En 2015 un homme nommé “Robert” a pris les rênes de La Empresa et l’a réorganisée en embrigadant des mineurs des 8, 9, 10, 11 et 12èmes arrondissements. Il a converti le 12ème arrondissement en fort et depuis, il contrôle la population par l’utilisation de la force et d’une certaine autorité par exemple en se faisant médiateur de disputes quotidiennes.

En 2017, “Robert” est capturé. Certains disent qu’il est près de récupérer sa liberté et qu’il donne déjà des ordres pour reprendre le contrôle des territoires perdus afin de continuer la guerre contre La Local. Ce groupe est la franchise du Clan del Golfo à Buenaventura qui a dû prendre son indépendance, apparemment pour des manques de paiement à ses membres. Avec le déclin de la chaîne hiérarchique de contrôle des groupes au niveau national et régional, les affrontements continuent entre des groupes de plus en plus fragmentés, indépendants et difficilement identifiables. 

De son côté, la police continue à capturer des chefs de file et des meneurs de terrain des groupes. Ceci a deux effets potentiels : 

  1. Permettre de fragiliser suffisamment l’un des groupes pour que l’autre prenne le contrôle et que les affrontements s’arrêtent temporairement.
  2. Causer des disputes au sein des groupes, stimuler le recrutement forcé et la reprise des affrontements pour le contrôle du territoire lorsque les chefs sortent de prison les luttes de contrôle de terrain reprennent.
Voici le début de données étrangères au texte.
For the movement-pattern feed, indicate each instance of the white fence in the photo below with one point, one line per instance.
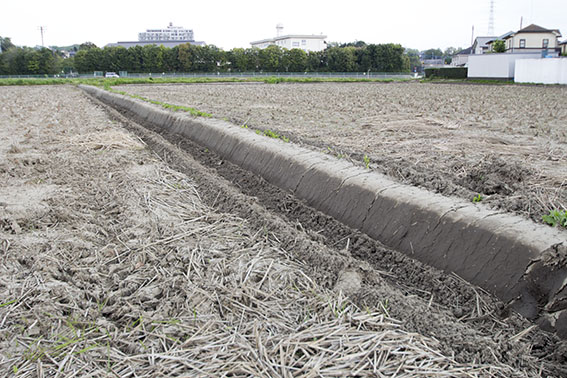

Comme si cela ne suffisait pas, les habitants de Buenaventura doivent faire face à la dépossession de leur biens – les méga-projets touristiques et l’expansion portuaire requièrent des terrains où vivent souvent les communautés les plus vulnérables-, à un taux de pauvreté supérieur à 70% et à des gouvernements locaux corrompus.

Les actions de résistance de nombreux leaders sociaux et des communautés de Buenaventura sont admirables et méritent tout notre soutien et solidarité.